Socius 10:23780231241234638. doi:10.1177/23780231241234638. [LINK]
Research on populist attitudes and populist leaders’ narratives has largely overlooked what happens to populist attitudes after a populist is elected, especially among the populist’s supporters. Existing literature points to two possible directions of change. On one hand, if populist attitudes stem from a perceived lack of representation, then we would expect people’s populist attitudes to decrease once their preferred candidate is in power. On the other hand, scholars have observed that populist politicians in power continue to deploy populist rhetoric, suggesting that their supporters’ populist attitudes should stay constant or even increase. In this project, the author focuses on Donald Trump and his supporters to explore this mechanism. Drawing on a national survey conducted around the 2016 and 2020 elections, the author shows that Trump’s supporters saw a significant decrease in populist attitudes after he came into power compared with both other American voters and other Republicans. The author also demonstrates that this decrease in populist attitudes is associated with changes in the level of “feeling represented.” On the basis of these findings, the author argues that populist attitudes are driven by feelings of lack of representation over other mechanisms.
Bonikowski, Bart, Yuchen Luo, and Oscar Stuhler. 2022. “Politics as Usual? Measuring Populism, Nationalism, and Authoritarianism in U.S. Presidential Campaigns (1952– 2020) with Neural Language Models.” Sociological Methods & Research 51(4):1721–87. doi:10.1177/00491241221122317. [LINK] (Equal Authorship)
Radical-right campaigns commonly employ three discursive elements: anti-elite populism, exclusionary and declinist nationalism, and authoritarianism. Recent scholarship has explored whether these frames have diffused from radical-right to centrist parties in the latter’s effort to compete for the former’s voters. This study instead investigates whether similar frames had been used by mainstream political actors prior to their exploitation by the radical right (in the U.S., Donald Trump’s 2016 and 2020 campaigns). To do so, we identify instances of populism, nationalism (i.e., exclusionary and inclusive definitions of national symbolic boundaries and displays of low and high national pride), and authoritarianism in the speeches of Democratic and Republican presidential nominees between 1952 and 2020. These frames are subtle, infrequent, and polysemic, which makes their measurement difficult.

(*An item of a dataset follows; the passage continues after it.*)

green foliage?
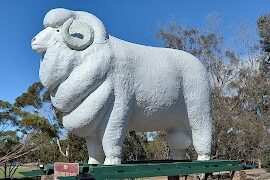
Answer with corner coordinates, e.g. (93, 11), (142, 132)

We overcome this by leveraging the affordances of neural language models—in particular, a robustly optimized variant of bidirectional encoder representations from Transformers (RoBERTa) and active learning. As we demonstrate, this approach is more effective for measuring discursive frames than other methods commonly used by social scientists. Our results suggest that what set Donald Trump’s campaign apart from those of mainstream presidential candidates was not the invention of a new form of politics, but the combination of negative evaluations of elites, low national pride, and authoritarianism—all of which had long been present among both parties—with an explicit evocation of exclusionary nationalism, which had been articulated only implicitly by prior presidential nominees. Radical-right discourse—at least at the presidential level in the United States—should therefore be characterized not as a break with the past but as an amplification and creative rearrangement of existing political-cultural tropes.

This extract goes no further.